Ekström and colleagues have reported that DM1 children have a higher incidence of impaired social interaction and communication skills63, and thus we tested sociability in our DM1 mouse models using the three-chamber test. The three-chamber test involves three phases: habituation, sociability, and social novelty64 (Fig. 7a). We first selected heterozygous Dmpk 3’UTR (CTG)480/WT knockin (hereafter Dmpk-(CTG)480/WT KI) and homozygous Dmpk-(CTG)480/480 KI mouse models to study phenotypic outcomes. Both Dmpk-(CTG)480/WT KI and Dmpk-(CTG)480/480 KI reproduce characteristic DM1 pathological molecular signatures, including MBNL sequestration on Dmpk 3’UTR (CUG)480 RNAs, RNA mis-splicing in the vulnerable cell types, and DMPK protein loss65. Importantly, the molecular phenotypes are significantly more exaggerated in homozygous Dmpk-(CTG)480/480KIcompared to heterozygous Dmpk-(CTG)480/WT KI65. In the sociability phase of the three-chamber test, WT and heterozygous Dmpk-(CTG)480/WT KI mice spent significantly more time in the chamber with a novel animal (Stranger 1) than a novel object (Fig. 7b). In contrast, homozygous Dmpk-(CTG)480/480 KI mice showed no significant preference for the chamber with novel animal over the novel object (Fig. 7b), signifying a lack of sociability.

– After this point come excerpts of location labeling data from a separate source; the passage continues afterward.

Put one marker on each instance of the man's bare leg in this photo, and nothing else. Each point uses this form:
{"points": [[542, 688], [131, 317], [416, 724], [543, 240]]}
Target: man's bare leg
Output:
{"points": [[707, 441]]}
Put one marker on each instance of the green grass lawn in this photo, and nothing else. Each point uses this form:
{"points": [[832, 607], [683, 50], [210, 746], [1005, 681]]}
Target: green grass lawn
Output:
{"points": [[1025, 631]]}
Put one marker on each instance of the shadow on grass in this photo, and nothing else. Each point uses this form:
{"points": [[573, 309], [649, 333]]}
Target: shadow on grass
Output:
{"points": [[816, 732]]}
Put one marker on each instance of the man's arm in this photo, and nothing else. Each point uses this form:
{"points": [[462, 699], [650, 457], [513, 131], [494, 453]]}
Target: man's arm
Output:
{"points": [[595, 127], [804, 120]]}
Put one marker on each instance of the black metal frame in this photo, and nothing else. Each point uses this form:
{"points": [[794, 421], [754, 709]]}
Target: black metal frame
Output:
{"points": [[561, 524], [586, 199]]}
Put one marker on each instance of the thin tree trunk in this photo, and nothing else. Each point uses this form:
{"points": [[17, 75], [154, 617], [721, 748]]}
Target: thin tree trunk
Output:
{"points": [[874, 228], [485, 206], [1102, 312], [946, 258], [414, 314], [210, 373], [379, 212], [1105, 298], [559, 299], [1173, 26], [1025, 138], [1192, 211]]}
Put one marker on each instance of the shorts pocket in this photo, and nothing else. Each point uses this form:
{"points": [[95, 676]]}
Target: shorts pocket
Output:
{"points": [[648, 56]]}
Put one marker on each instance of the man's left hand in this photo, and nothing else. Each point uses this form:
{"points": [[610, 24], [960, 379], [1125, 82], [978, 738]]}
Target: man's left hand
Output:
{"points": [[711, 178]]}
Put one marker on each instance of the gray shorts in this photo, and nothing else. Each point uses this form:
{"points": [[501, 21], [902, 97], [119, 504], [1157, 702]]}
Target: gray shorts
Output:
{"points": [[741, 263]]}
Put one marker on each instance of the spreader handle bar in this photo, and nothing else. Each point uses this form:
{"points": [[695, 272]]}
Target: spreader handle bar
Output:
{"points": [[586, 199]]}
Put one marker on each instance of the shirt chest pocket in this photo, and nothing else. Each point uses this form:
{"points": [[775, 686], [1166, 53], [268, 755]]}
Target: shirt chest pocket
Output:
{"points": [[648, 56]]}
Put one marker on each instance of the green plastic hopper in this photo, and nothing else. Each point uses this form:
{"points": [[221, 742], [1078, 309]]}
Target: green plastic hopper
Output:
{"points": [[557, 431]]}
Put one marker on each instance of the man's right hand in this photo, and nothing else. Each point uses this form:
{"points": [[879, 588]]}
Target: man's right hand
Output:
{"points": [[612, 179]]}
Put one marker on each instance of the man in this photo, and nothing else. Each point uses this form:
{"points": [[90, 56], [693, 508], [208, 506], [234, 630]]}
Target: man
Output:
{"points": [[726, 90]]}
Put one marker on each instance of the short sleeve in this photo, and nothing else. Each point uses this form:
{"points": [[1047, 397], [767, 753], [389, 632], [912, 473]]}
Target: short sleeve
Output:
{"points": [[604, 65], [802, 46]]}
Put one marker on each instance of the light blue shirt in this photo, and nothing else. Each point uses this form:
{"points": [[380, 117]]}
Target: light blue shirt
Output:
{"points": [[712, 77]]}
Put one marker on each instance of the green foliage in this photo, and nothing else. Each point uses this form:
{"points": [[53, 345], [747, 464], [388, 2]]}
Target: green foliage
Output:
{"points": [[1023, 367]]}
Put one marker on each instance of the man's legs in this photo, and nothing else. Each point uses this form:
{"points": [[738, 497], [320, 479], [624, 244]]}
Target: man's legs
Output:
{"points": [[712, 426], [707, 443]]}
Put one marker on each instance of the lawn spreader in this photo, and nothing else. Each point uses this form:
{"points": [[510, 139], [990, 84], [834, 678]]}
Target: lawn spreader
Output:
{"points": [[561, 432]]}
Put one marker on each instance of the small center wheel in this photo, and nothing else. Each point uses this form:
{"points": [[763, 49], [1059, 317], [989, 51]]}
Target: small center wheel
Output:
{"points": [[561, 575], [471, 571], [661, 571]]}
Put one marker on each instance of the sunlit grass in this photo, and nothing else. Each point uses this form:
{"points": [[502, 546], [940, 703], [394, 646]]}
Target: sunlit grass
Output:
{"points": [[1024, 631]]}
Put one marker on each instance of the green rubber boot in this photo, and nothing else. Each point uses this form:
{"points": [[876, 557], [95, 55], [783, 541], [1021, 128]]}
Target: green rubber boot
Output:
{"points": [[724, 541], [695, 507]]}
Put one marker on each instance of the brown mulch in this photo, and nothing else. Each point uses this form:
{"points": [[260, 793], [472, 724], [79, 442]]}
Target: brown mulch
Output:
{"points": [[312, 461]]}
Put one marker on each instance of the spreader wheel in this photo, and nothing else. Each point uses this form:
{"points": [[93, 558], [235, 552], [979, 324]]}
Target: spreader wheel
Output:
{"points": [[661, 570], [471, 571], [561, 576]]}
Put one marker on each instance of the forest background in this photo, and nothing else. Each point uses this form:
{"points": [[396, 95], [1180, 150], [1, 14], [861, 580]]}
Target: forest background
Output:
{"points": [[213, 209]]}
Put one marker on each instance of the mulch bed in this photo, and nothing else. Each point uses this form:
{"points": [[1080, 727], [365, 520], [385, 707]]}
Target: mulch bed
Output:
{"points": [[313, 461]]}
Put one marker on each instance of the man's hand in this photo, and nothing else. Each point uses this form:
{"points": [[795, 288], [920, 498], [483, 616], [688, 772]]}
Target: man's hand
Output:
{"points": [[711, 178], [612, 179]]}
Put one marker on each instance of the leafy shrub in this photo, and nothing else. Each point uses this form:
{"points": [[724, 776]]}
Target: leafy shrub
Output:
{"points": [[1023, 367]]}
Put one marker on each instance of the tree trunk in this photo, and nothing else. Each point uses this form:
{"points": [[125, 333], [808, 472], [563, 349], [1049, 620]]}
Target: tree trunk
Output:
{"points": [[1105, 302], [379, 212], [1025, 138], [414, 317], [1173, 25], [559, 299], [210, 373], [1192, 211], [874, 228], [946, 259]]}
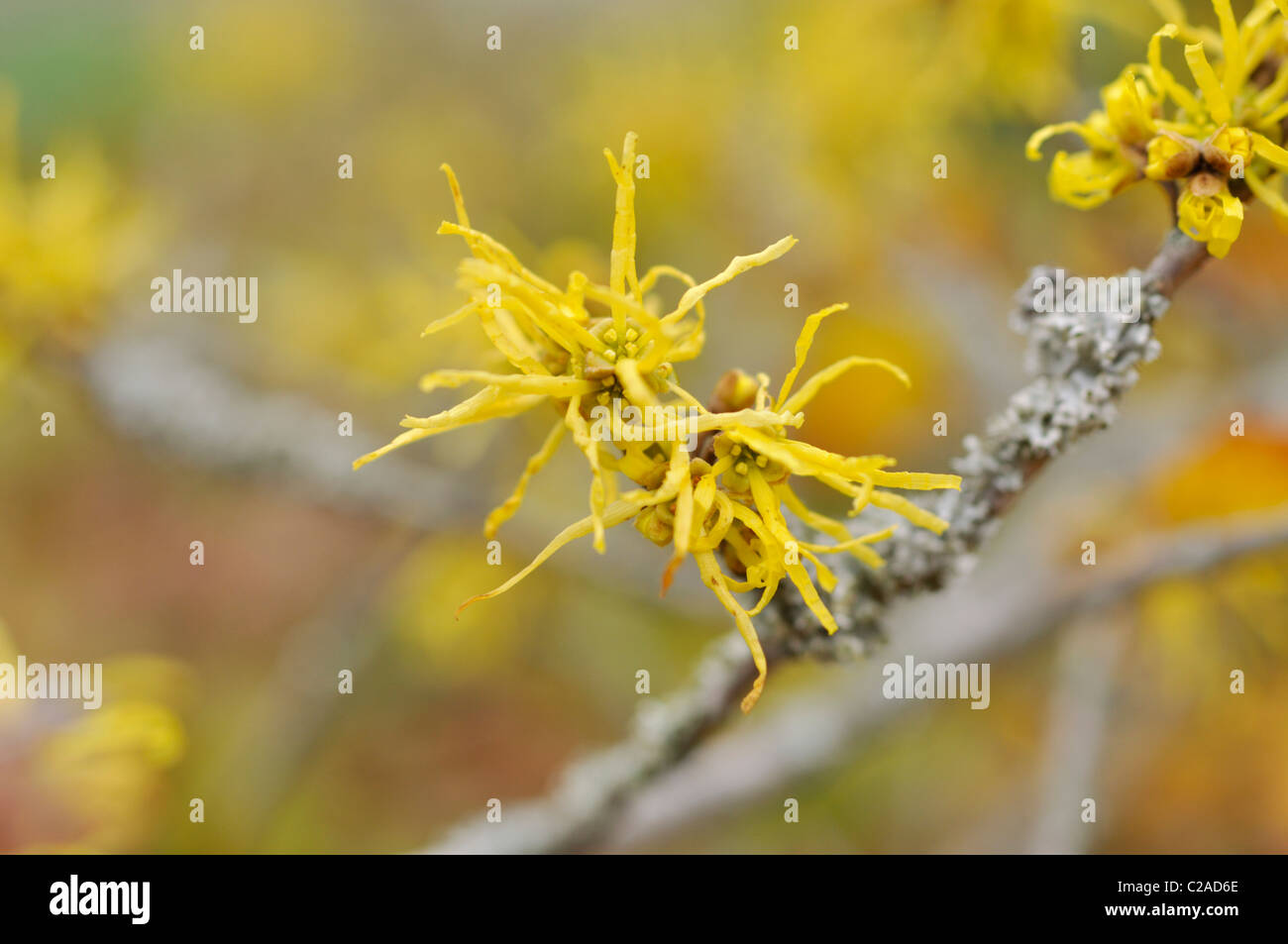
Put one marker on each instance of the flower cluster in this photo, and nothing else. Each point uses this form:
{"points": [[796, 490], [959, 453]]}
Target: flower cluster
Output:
{"points": [[587, 347], [62, 245], [1218, 145]]}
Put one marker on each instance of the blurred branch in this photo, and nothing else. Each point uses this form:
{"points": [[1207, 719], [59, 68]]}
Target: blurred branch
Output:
{"points": [[1086, 674], [1081, 366], [816, 730], [161, 390]]}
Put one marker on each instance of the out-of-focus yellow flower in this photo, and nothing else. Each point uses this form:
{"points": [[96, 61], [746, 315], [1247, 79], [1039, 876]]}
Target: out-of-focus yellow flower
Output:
{"points": [[1116, 137], [63, 241], [589, 347], [1220, 143]]}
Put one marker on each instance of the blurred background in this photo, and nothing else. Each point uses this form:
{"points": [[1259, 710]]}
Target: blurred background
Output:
{"points": [[220, 681]]}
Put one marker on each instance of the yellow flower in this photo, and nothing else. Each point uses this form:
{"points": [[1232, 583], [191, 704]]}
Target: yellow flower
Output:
{"points": [[1115, 137], [1220, 143], [63, 243], [589, 347]]}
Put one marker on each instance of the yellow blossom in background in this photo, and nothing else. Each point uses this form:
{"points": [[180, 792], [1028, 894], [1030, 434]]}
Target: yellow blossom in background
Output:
{"points": [[587, 347], [63, 241], [1218, 145]]}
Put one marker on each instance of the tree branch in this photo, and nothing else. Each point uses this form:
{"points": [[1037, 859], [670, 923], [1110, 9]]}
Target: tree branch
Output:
{"points": [[1081, 366]]}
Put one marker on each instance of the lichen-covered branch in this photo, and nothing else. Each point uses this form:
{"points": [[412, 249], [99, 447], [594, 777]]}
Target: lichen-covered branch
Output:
{"points": [[1081, 366]]}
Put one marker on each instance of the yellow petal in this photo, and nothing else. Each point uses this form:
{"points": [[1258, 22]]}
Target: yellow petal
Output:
{"points": [[1215, 97], [732, 270], [505, 510]]}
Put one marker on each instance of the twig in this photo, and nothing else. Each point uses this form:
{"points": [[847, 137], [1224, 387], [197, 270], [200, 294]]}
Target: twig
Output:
{"points": [[816, 730], [1082, 365]]}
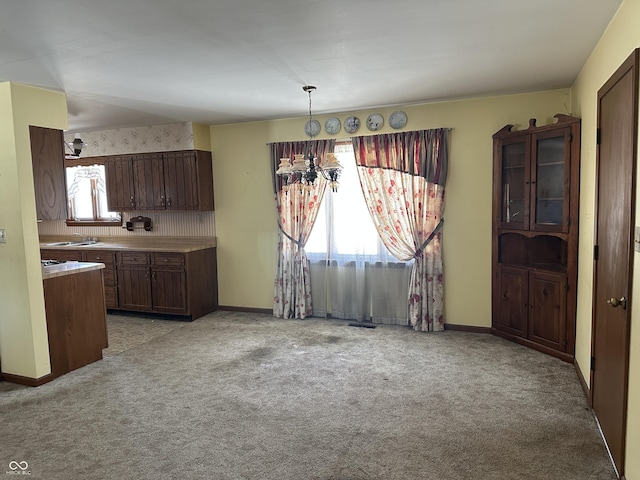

Figure 7. ASD-associated social deficit in two DM1 mouse models.

Figure 7

a, Scheme of the three-chamber sociability and social novelty test. Each experiment consisted of the following 10 min consecutive phases: habituation, sociability, and social novelty. b,c, The ratio of time in the chamber with novel animal (Stranger 1) and object during the sociability test. Note that time spent in the middle chamber is not included. b, WT mice (N = 11: NXX = 7, NXY = 4), heterozygous Dmpk-(CTG)480/WT (N = 11: NXX = 7, NXY = 4), and homozygous Dmpk-(CTG)480/480 (N = 11: NXX = 7, NXY = 4). The box plot shows the lower (25th %ile), middle (median, 50th %ile) and upper (75th %ile) quartiles. Whiskers show minimum and maximum. Paired dots represent all sample data points, including outliers. Statistical differences were determined by the paired t-test: ns P = 0.38 (t = 0.9134, df = 10), * P = 0.013 (t = 2.997, df = 10), ** P = 0.0025 (t = 4.012, df = 10). c, WT mice (N = 12: NXX = 9, NXY = 3), Mbnl2 KO (N = 12: NXX = 9, NXY = 3). The box plot shows the lower (25th %ile), middle (median, 50th %ile) and upper (75th %ile) quartiles. Whiskers show minimum and maximum. Paired dots represent all sample data points, including outliers. Statistical differences were determined by the paired t-test: ns P = 0.43 (t = 0.8193, df = 11), * P = 0.023 (t = 2.641, df = 11). d, Assessment of mouse movement activity.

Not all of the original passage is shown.